I'm talking about the way taxis ping-pong around the streets of New York, and the how the ebb and flow of traffic changes the way the drivers negotiate the traffic -- and negotiate with each other. I'm talking about what happens when the two true New York cab drivers are intending to put their cabs in the same place at the same time. I was recently the passenger in one of those cabs, and for a time it felt as if I had stepped into some comic (though harrowing) movie scene, with badly stereotyped characters as the opposing drivers. Picture this:

My cab driver is making incredible time as he zooms up the Third Avenue, a one-way street going north, in the middle of a weekday afternoon. At first he's catching all the green lights, dodging double-parked delivery vans, and whizzing around construction sites and other obstacles with wondrous agility. But then the traffic starts to become thicker, and he's got to jockey for position, competing against other cabs and car services for the next available space ahead. He jumps ahead of a few cabs, engendering some hard, honking rebukes. And then another cab driver beats him --by an agonizingly small margin of error-- to the barely available car-length in the line of cars moving forward on his left. I gasp aloud as this happens, sure as I am that he won't yield in time and that the next thing I will hear is the hard crunch of metal against metal. However, at the last possible instant, he stops his own forward motion to let the other cab slide through. But he's not happy about it, and at the same time he's hitting the brakes, he's giving the other driver the finger.

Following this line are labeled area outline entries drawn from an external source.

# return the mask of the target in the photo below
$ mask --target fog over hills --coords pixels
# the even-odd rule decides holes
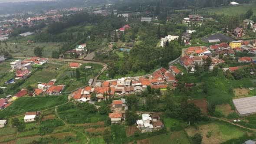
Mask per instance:
[[[58,0],[0,0],[0,3],[15,3],[15,2],[24,2],[29,1],[54,1]]]

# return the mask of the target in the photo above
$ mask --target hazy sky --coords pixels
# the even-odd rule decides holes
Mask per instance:
[[[30,1],[53,1],[56,0],[0,0],[0,3],[7,2],[22,2]]]

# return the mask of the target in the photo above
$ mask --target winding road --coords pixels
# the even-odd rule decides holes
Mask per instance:
[[[95,61],[93,61],[85,60],[85,59],[49,59],[55,60],[55,61],[62,61],[62,62],[80,62],[81,63],[95,63],[95,64],[96,64],[100,65],[102,65],[103,66],[103,68],[102,69],[102,70],[98,73],[98,74],[93,78],[93,83],[92,84],[92,86],[95,86],[95,85],[96,85],[96,83],[97,82],[97,79],[98,79],[98,77],[99,76],[99,75],[100,75],[101,74],[103,73],[103,72],[104,72],[104,71],[105,71],[105,70],[106,70],[106,69],[107,69],[107,67],[108,67],[108,65],[107,65],[105,63],[95,62]]]

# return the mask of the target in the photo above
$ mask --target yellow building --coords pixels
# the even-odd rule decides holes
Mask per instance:
[[[232,41],[230,43],[230,46],[231,49],[233,49],[236,48],[241,48],[241,42],[240,41]]]

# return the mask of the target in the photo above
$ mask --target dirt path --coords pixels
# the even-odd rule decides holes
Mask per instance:
[[[63,62],[82,62],[82,63],[95,63],[95,64],[98,64],[98,65],[100,65],[103,66],[103,68],[102,69],[102,70],[98,73],[98,74],[93,78],[93,83],[92,84],[92,86],[95,86],[95,85],[96,85],[96,83],[97,82],[97,79],[98,79],[98,77],[99,76],[99,75],[100,75],[101,74],[102,74],[105,71],[105,70],[106,70],[106,69],[107,69],[107,67],[108,66],[108,65],[107,65],[105,63],[104,63],[91,61],[90,60],[84,60],[84,59],[51,59],[51,60],[56,60],[56,61],[63,61]]]
[[[256,131],[256,129],[255,129],[245,127],[244,127],[244,126],[243,126],[242,125],[240,125],[240,124],[235,124],[235,123],[233,123],[233,122],[231,122],[229,121],[225,120],[225,119],[223,119],[223,118],[216,118],[216,117],[212,117],[212,116],[210,116],[210,115],[208,115],[208,117],[209,117],[209,118],[212,118],[217,119],[217,120],[222,121],[226,121],[226,122],[228,122],[230,124],[232,124],[233,125],[236,125],[237,126],[238,126],[238,127],[240,127],[240,128],[242,128],[247,129],[253,131]]]
[[[55,107],[55,113],[56,114],[56,115],[57,115],[57,117],[58,117],[58,118],[60,120],[61,120],[66,125],[69,126],[69,128],[72,128],[73,130],[74,130],[75,131],[76,131],[77,132],[79,132],[82,134],[85,137],[86,137],[86,139],[87,140],[87,142],[86,143],[86,144],[89,144],[90,142],[90,139],[89,138],[89,137],[87,137],[86,135],[85,135],[82,132],[80,131],[77,130],[76,130],[76,129],[73,128],[71,127],[69,124],[68,124],[66,122],[63,121],[62,119],[60,118],[59,117],[59,114],[58,113],[58,112],[57,111],[57,108],[59,106],[59,105],[57,105]]]

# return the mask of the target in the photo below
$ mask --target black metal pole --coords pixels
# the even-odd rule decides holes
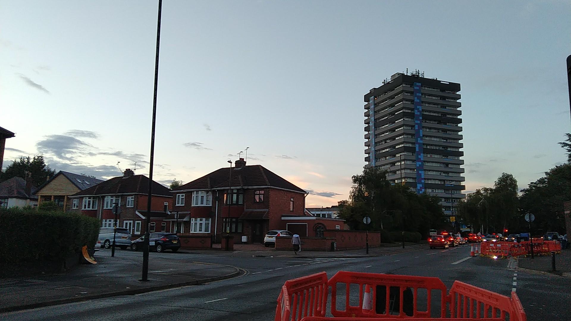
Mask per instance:
[[[156,19],[156,49],[155,55],[155,88],[152,96],[152,125],[151,129],[151,157],[148,169],[148,193],[147,195],[146,228],[144,231],[144,245],[143,246],[143,275],[142,281],[148,281],[148,227],[151,224],[151,196],[152,195],[152,164],[155,157],[155,120],[156,119],[156,88],[159,81],[159,48],[160,43],[160,14],[163,0],[159,0],[159,10]]]
[[[113,221],[113,246],[111,247],[111,256],[115,256],[115,239],[117,233],[117,210],[115,211],[115,220]]]
[[[532,258],[533,258],[533,238],[532,237],[532,220],[529,220],[529,245],[531,247]]]
[[[230,250],[230,205],[232,204],[232,160],[228,160],[230,163],[230,171],[228,178],[228,197],[226,200],[228,202],[228,218],[226,219],[226,246],[224,248],[226,251]],[[236,199],[238,200],[238,199]]]

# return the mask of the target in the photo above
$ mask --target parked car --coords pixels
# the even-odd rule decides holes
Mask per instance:
[[[559,239],[559,233],[557,232],[548,232],[543,236],[545,240],[557,240]]]
[[[480,242],[480,238],[473,233],[470,233],[468,235],[468,243],[478,243]]]
[[[128,229],[117,227],[115,229],[115,246],[123,250],[131,246],[131,233]],[[111,248],[113,246],[112,227],[99,228],[99,236],[97,238],[96,248]]]
[[[293,234],[286,230],[272,230],[268,231],[264,237],[265,246],[275,246],[276,236],[293,236]]]
[[[133,251],[143,250],[143,242],[144,242],[144,235],[134,240],[131,243],[131,250]],[[149,251],[164,252],[165,250],[170,250],[176,252],[179,248],[180,248],[180,239],[176,236],[176,234],[160,232],[151,233],[149,235]]]
[[[510,234],[505,238],[505,240],[508,242],[517,242],[517,237],[519,236],[519,234]]]
[[[497,242],[497,236],[494,235],[486,235],[482,238],[482,240],[484,242]]]
[[[435,247],[448,248],[450,246],[450,243],[447,239],[444,238],[444,235],[433,235],[428,238],[429,246],[431,249]]]

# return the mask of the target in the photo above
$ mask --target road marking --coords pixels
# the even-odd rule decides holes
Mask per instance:
[[[473,256],[468,256],[468,257],[467,257],[467,258],[464,258],[462,259],[461,260],[457,260],[457,261],[456,261],[456,262],[454,262],[453,263],[452,263],[452,264],[458,264],[458,263],[462,263],[462,262],[463,262],[465,261],[466,260],[467,260],[467,259],[471,259],[471,258],[472,258],[473,257]]]
[[[224,298],[223,299],[216,299],[216,300],[211,300],[210,301],[206,301],[205,303],[210,303],[210,302],[216,302],[216,301],[222,301],[222,300],[228,300],[228,298]]]

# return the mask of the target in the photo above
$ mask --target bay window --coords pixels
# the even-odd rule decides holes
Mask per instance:
[[[192,206],[210,206],[212,204],[212,194],[206,191],[192,192]]]

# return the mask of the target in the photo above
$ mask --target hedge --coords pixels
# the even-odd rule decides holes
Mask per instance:
[[[389,232],[391,235],[396,242],[403,242],[403,232]],[[419,232],[405,232],[404,242],[419,243],[422,238],[422,235]]]
[[[17,266],[63,262],[83,246],[93,248],[99,226],[98,219],[79,214],[0,209],[0,262]]]

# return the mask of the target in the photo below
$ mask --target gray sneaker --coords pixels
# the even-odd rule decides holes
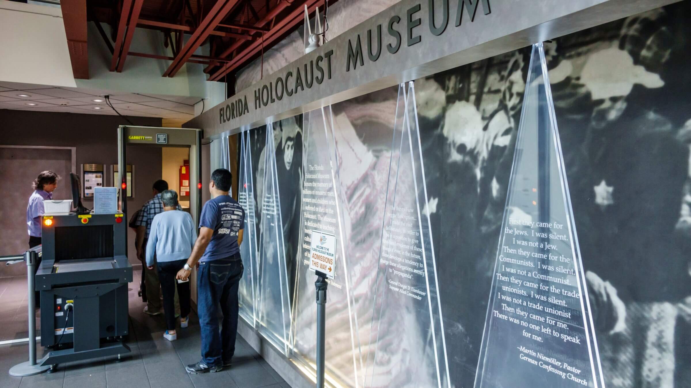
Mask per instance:
[[[214,373],[220,372],[223,370],[223,367],[209,367],[204,362],[200,361],[196,364],[190,364],[184,369],[187,371],[187,373],[191,374],[205,374],[207,372]]]
[[[151,312],[151,311],[149,311],[149,306],[146,306],[146,307],[144,308],[144,313],[149,314],[150,316],[160,316],[160,315],[162,314],[163,313],[162,313],[160,311],[156,311],[155,313],[152,313],[152,312]]]

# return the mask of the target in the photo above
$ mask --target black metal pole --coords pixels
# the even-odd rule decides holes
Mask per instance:
[[[324,343],[326,331],[326,274],[316,272],[316,387],[324,387]]]
[[[26,262],[26,282],[28,289],[29,360],[10,368],[11,376],[23,377],[45,372],[50,366],[37,365],[36,362],[36,278],[34,269],[38,264],[38,252],[41,246],[34,247],[24,253]]]
[[[29,365],[36,365],[36,278],[34,275],[38,255],[32,250],[24,253],[26,260],[26,282],[28,285],[28,295],[29,311]]]

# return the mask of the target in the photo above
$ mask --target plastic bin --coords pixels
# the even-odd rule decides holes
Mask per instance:
[[[72,200],[45,200],[44,201],[44,213],[45,214],[70,213],[70,211],[72,211]]]

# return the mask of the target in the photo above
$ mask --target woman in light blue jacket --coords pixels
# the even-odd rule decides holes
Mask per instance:
[[[169,341],[178,339],[176,332],[176,275],[184,266],[197,239],[197,229],[188,213],[177,210],[178,193],[172,190],[161,193],[163,211],[153,217],[146,244],[146,268],[158,264],[158,278],[163,291],[163,311],[166,316],[166,332]],[[155,257],[154,257],[155,254]],[[189,320],[189,282],[178,282],[180,297],[180,327],[187,327]]]

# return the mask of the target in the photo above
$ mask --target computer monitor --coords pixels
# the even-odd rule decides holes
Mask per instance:
[[[82,204],[82,198],[79,195],[81,191],[79,177],[77,174],[70,173],[70,182],[72,183],[72,204],[77,208],[77,214],[88,214],[89,210]]]

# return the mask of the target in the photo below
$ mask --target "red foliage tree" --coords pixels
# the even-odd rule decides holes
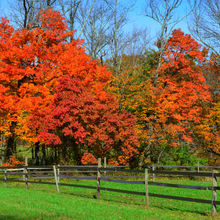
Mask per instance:
[[[192,142],[191,128],[199,124],[212,101],[201,65],[207,50],[190,35],[174,30],[168,40],[155,89],[158,123],[173,146]]]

The next thing he does, as soon as he's free to move, is to step on the gas to bring his cab alongside the usurping cab at the next red light. Then he rolls down the window and lets the other driver have an earful. His vocabulary for this barrage is admirably fluent, though I gather from his accent and his displayed name that English is his second language and that he is from someplace in the Middle East. The other driver, a West African, rolls down his window to defend himself and his driving. He's equally articulate and equally angry. Each is still critiquing the other's driving when the light turns green and the cabs behind them start honking in unison. I'm just wondering if they're going to get out of the car and turn their verbal fight into a physical one, when at last, my driver hits the accelerator and races off at high speed, leaving the other guy far behind.

"There's a lot of crazy drivers in this city," he explains to me, when we reach my destination. I was thinking, that goes for both of you. And I also was thinking, while there may be a lot about DC cabs that could use improvement, the drivers (in my experience) aren't known their aggressiveness. Maybe that's one thing to be grateful for.


"Still Life With Robin" also appears on Fridays on the Cleveland Park Listserv.


  1. You have just described another thing that makes NYC cabs far superior over DC cabs -- the drivers. They can actually drive and get you somewhere on time. I do not see the driving you described as a negative. All too often, I am driving behind a DC cab which is loping along, straddling two lanes, apparently with all the time in the world to go nowhere. And, did you notice that the cabs in NYC are cheaper than DC? How is that? NYC is a much more expensive city, fuel is much more expensive, etc. This just confirms that the DC cab drivers cry of "foul" over the current rates is, itself, foul.

  2. It's funny -- I almost ended my column with an appreciation of the way NY cab drivers drive: How well they know the city and how they don't like to waste any time. And after all, the two drivers did manage to avoid crashing. Still, that surge of adrenaline I felt when I thought the two taxis would collide is something I'd prefer to avoid. On balance I have to come down on the side of safety. But I do take your very valid point about the positive side of NY cabbies' driving style.

    On another point, I've also been dismayed at how often I need to give DC cab drivers directions to get from downtown to Cleveland Park. I've never had to give directions in NYC.